抑止力という名の軍事力(15)

2021.07.30


戦闘機同士の戦いというと、第二次世界大戦での空中戦の様子が目に浮かびます。
(実際には、映画やドラマでしか知らないのですが・・)
その時代、各国で「エース」と呼ばれた伝説的なパイロットの名前は、現代にも語り継がれています。
その一人、ドイツ空軍のエーリッヒ・ハルトマンが挙げた撃墜数350機という空前絶後の記録は、永遠に破られることがないでしょう。
というのも、現代の空中戦の大半は、相手を肉眼で視認することのない「見えない」戦闘であり、システムに導かれる電子戦闘だからです。
 
それでも、1対1の決闘シーンはロマン(?)を感じさせるのか、未来モノの戦争アニメでは、昔ながらのドッグファイト戦闘の場面が描かれます。
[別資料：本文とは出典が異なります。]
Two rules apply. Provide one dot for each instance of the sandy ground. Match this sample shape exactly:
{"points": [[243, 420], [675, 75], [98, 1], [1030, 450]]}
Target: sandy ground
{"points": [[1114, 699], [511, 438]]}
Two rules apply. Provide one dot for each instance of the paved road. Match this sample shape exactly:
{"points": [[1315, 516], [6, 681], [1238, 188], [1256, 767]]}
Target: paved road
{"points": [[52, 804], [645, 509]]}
しかし、このような場面が実現する可能性は、ほぼゼロなのが現代の空中戦なのです。
 
冷戦時代、敵対する米ソ両国は高性能の戦闘機開発に血道を上げていました。
その象徴が最大速度競争です。
音速の2倍(マッハ2)を超える戦闘機が続々開発され、ついにはマッハ3という戦闘機も現れました。
しかし、現代では、そんな競争は影を潜め、マッハ2レベルの戦闘機が主流になっています。
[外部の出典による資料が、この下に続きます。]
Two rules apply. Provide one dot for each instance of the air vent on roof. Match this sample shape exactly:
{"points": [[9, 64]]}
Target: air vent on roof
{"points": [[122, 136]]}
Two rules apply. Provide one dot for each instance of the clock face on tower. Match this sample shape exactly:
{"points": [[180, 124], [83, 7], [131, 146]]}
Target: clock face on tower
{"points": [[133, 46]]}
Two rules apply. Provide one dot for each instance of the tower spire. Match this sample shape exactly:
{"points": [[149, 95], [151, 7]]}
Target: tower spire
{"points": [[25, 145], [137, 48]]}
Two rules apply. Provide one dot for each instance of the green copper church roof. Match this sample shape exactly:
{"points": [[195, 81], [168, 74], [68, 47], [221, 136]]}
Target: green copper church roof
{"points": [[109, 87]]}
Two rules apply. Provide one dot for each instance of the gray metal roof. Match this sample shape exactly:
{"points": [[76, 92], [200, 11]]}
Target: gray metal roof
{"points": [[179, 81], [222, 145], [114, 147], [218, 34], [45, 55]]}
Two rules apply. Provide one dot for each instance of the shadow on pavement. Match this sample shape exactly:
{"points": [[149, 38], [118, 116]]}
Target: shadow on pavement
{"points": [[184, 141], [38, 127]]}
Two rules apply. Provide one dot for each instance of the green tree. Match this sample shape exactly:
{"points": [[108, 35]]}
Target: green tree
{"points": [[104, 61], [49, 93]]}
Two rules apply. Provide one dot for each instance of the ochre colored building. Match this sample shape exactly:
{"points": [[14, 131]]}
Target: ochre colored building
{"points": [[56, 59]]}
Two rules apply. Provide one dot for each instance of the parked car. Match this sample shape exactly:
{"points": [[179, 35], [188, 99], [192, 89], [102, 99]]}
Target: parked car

相手を視認できない遠方から長射程ミサイルを撃ち合う現代の空中戦闘では、速さの効果が薄れただけでなく、大出力のエンジンを全開することは、敵の赤外線探知に早期に発見され、不利になるからです。
ゆえに、アニメに描くと、およそ“見栄えのしない”世界になっているのです。
 
現代の最先端戦闘機のF-22やF-35は、ステルス性能が売り物の第5世代機と言われています。
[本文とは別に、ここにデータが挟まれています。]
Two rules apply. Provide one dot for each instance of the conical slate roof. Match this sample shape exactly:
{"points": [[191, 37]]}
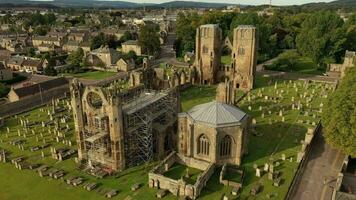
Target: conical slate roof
{"points": [[216, 114]]}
それに対し、「令和のゼロ戦」ともいえる次期国産戦闘機(F-3)は、第6世代戦闘機になるのではと言われています。
それは、第5世代機とどう違うというのでしょうか。
前号で述べた「ネットワーク網による連繋機能」を有することが最大の違いです。
超簡単に言うと、1機の有人機に数機(時には数十機)の無人機を組合せた集団戦闘能力の獲得です。
もちろん、こんな戦闘機は世界にまだ出現していません。
ゆえに、「日本が本当に開発できるのか」という疑問があるのも確かです。
また、米国は自力で開発するだろうという声が上がるのも当然です。
しかし、開発費用や技術的困難さから、「日本を利用して早く安く・・」と米国が考えるのも当然といえます。
日本にしても、共同開発によって、自衛隊だけでなく米軍にも売れるというメリットが見込めます。
同じ理由で、エンジンも日本のIHIと英国ロールスロイスとの共同開発という話が持ち上がっています。
そうすれば、EUにも売れるという皮算用もあるというわけです。
 
いずれにしても、戦闘機の開発が新次元に入ってきたことは確かであり、商売という側面も強くなってきたということです。
抑止力も単純な思考で考える時代ではなくなってきました。